Butterfly is a comic based around the theme of espionage and infiltration, or so it was on first reading. At one time, to her Father, she was known as Becky. Her colleagues used Rebecca. Now it is Butterfly to her handlers, or maybe I should be using the past tense with that one too.
The majority of the comic is set in a 2 x 3 panel format. A format which enables Antonto Fuso’s visual direction to introduce Butterfly’s set of skills more than ably. Staccato sentences from Marguerite Bennett used as impeccable punctuation to those panels. Fuso’s work is a glory to the mathematical eye, the illusion of curvature created by place of straight lines.
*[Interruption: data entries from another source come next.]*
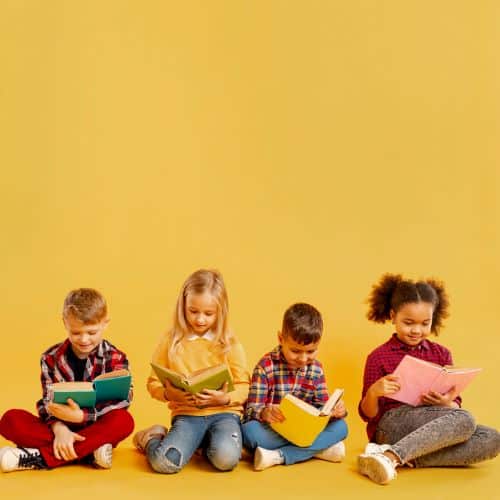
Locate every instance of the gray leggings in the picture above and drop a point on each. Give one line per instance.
(434, 436)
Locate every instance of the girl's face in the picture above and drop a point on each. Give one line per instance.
(413, 322)
(201, 312)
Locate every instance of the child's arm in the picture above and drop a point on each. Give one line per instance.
(384, 386)
(237, 362)
(160, 357)
(376, 384)
(115, 360)
(64, 439)
(258, 394)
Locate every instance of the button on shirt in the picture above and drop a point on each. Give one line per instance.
(384, 360)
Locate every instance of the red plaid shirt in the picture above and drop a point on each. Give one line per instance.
(383, 361)
(55, 368)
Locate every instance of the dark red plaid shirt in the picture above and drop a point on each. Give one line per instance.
(55, 368)
(383, 361)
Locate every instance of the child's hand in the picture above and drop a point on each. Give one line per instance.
(64, 439)
(438, 399)
(68, 413)
(208, 397)
(339, 410)
(385, 386)
(173, 393)
(271, 414)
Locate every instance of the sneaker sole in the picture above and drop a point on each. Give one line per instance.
(369, 467)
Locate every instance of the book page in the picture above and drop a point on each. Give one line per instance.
(303, 405)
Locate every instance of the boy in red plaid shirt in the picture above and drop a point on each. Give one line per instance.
(292, 368)
(65, 432)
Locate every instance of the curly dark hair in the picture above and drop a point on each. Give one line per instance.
(392, 292)
(303, 323)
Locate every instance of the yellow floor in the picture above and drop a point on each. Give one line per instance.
(130, 477)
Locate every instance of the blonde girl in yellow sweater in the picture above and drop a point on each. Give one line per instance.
(210, 420)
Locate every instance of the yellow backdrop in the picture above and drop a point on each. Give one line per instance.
(302, 148)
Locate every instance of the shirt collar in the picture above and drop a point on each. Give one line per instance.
(210, 336)
(397, 345)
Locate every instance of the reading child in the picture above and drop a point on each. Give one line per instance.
(63, 433)
(291, 368)
(210, 419)
(435, 433)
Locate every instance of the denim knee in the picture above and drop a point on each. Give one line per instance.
(165, 462)
(249, 436)
(226, 455)
(224, 459)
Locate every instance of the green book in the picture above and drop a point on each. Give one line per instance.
(212, 378)
(106, 387)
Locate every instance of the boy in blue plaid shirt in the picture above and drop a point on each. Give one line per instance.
(291, 368)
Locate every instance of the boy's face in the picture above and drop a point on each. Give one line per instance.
(297, 355)
(413, 322)
(84, 338)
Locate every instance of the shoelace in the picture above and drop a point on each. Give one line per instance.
(29, 460)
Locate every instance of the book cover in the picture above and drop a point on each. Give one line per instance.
(418, 377)
(304, 422)
(112, 386)
(106, 387)
(212, 378)
(82, 393)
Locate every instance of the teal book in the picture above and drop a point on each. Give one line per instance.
(212, 378)
(107, 387)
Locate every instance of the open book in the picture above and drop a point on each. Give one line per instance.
(109, 386)
(212, 378)
(418, 377)
(303, 422)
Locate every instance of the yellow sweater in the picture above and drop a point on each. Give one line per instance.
(193, 355)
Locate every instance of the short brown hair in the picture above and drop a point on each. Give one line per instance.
(303, 323)
(86, 304)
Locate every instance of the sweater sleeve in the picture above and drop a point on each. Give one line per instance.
(160, 357)
(237, 363)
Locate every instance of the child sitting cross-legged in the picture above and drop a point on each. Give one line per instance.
(291, 368)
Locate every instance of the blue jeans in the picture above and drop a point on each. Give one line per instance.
(219, 435)
(259, 434)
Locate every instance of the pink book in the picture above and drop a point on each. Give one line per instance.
(418, 377)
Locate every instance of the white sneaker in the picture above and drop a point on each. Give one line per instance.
(378, 467)
(372, 448)
(103, 456)
(264, 459)
(12, 459)
(141, 438)
(336, 453)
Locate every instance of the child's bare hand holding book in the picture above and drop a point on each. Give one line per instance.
(70, 412)
(202, 399)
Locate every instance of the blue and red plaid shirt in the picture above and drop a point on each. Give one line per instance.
(55, 368)
(272, 379)
(384, 359)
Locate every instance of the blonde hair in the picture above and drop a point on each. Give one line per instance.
(86, 305)
(201, 281)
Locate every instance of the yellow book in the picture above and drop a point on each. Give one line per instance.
(303, 422)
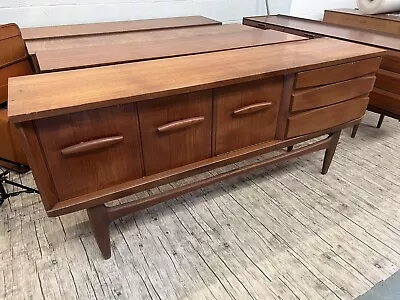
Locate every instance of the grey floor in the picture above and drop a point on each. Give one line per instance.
(388, 289)
(284, 232)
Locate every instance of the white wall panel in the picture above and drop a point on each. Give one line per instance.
(29, 13)
(314, 9)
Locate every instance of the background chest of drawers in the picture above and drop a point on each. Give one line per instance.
(117, 130)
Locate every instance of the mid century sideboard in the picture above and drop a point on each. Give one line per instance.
(95, 135)
(385, 97)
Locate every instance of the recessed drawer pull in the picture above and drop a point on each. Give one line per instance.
(91, 145)
(252, 108)
(180, 124)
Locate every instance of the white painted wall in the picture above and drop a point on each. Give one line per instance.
(314, 9)
(29, 13)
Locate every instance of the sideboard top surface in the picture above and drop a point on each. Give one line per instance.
(44, 95)
(363, 36)
(112, 27)
(389, 16)
(74, 58)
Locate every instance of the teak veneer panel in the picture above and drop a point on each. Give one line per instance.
(35, 46)
(332, 93)
(337, 73)
(178, 144)
(82, 173)
(386, 41)
(354, 18)
(326, 117)
(391, 61)
(247, 113)
(64, 59)
(111, 27)
(388, 81)
(33, 97)
(385, 100)
(20, 68)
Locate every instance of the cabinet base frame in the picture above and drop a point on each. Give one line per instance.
(383, 113)
(102, 216)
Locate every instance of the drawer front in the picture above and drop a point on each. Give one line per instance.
(91, 150)
(388, 81)
(246, 114)
(391, 62)
(337, 73)
(330, 94)
(326, 117)
(385, 100)
(176, 130)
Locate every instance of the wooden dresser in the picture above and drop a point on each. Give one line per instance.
(387, 23)
(95, 135)
(385, 98)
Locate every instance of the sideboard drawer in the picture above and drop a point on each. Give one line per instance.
(247, 113)
(337, 73)
(175, 130)
(91, 150)
(326, 117)
(385, 100)
(388, 81)
(391, 62)
(316, 97)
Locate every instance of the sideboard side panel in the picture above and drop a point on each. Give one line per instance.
(37, 163)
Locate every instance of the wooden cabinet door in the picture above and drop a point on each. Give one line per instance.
(247, 113)
(91, 150)
(176, 130)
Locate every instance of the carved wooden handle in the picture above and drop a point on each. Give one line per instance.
(252, 108)
(180, 124)
(91, 145)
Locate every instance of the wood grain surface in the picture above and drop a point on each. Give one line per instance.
(35, 46)
(65, 59)
(167, 149)
(332, 93)
(337, 73)
(236, 129)
(71, 91)
(385, 100)
(326, 117)
(366, 37)
(98, 167)
(111, 27)
(354, 18)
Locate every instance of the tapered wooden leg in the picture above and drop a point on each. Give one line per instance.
(380, 121)
(99, 220)
(354, 132)
(330, 151)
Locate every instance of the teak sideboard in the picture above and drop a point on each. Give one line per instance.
(385, 97)
(95, 135)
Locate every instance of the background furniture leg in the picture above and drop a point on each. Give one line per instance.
(355, 129)
(100, 222)
(330, 151)
(380, 121)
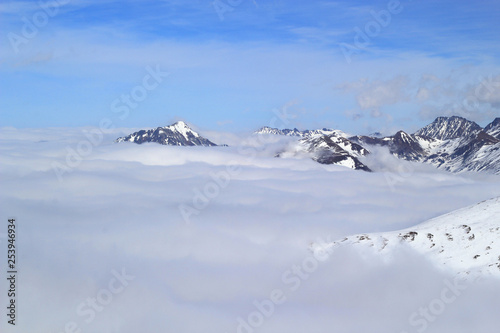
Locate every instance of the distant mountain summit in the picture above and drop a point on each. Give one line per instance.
(178, 134)
(493, 128)
(446, 128)
(296, 132)
(325, 146)
(451, 143)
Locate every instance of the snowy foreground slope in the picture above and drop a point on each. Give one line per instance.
(465, 241)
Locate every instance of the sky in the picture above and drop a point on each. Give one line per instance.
(119, 212)
(230, 66)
A close inspection of the page and you see almost ventriloquist dummy style faces in crowd scenes draw back from the page and the magic happens.
As expected in many espionage thrillers nowadays, globe-trotting is the norm. Butterfly’s more than capable undercover skills are compromised through no fault of her own. Losing contact with both her Handler and her Quartermaster, she is set on the path of the “Nightingale”. Whether coincidentally or not her path leads her southerly through Europe on the same trajectory as a Nightingales migration, Sweden. Germany, France, where an unexpected meeting occurs.
This meeting allows a transition in style and a wonderful ‘memento’ style back-treading of narrative which allows context of motives and history to be conveyed in a very powerful way.
Maybe it was actually this backward narrative of story that made me go back to retread the first pages of the comic. That caused my second read-through to make me think the story may actually about absence and loss, but actually allowed me to enjoy echoes and beats in the story telling and panels that should be noticed for yourself.
This Butterfly escaped from its chrysalis early and has taken flight.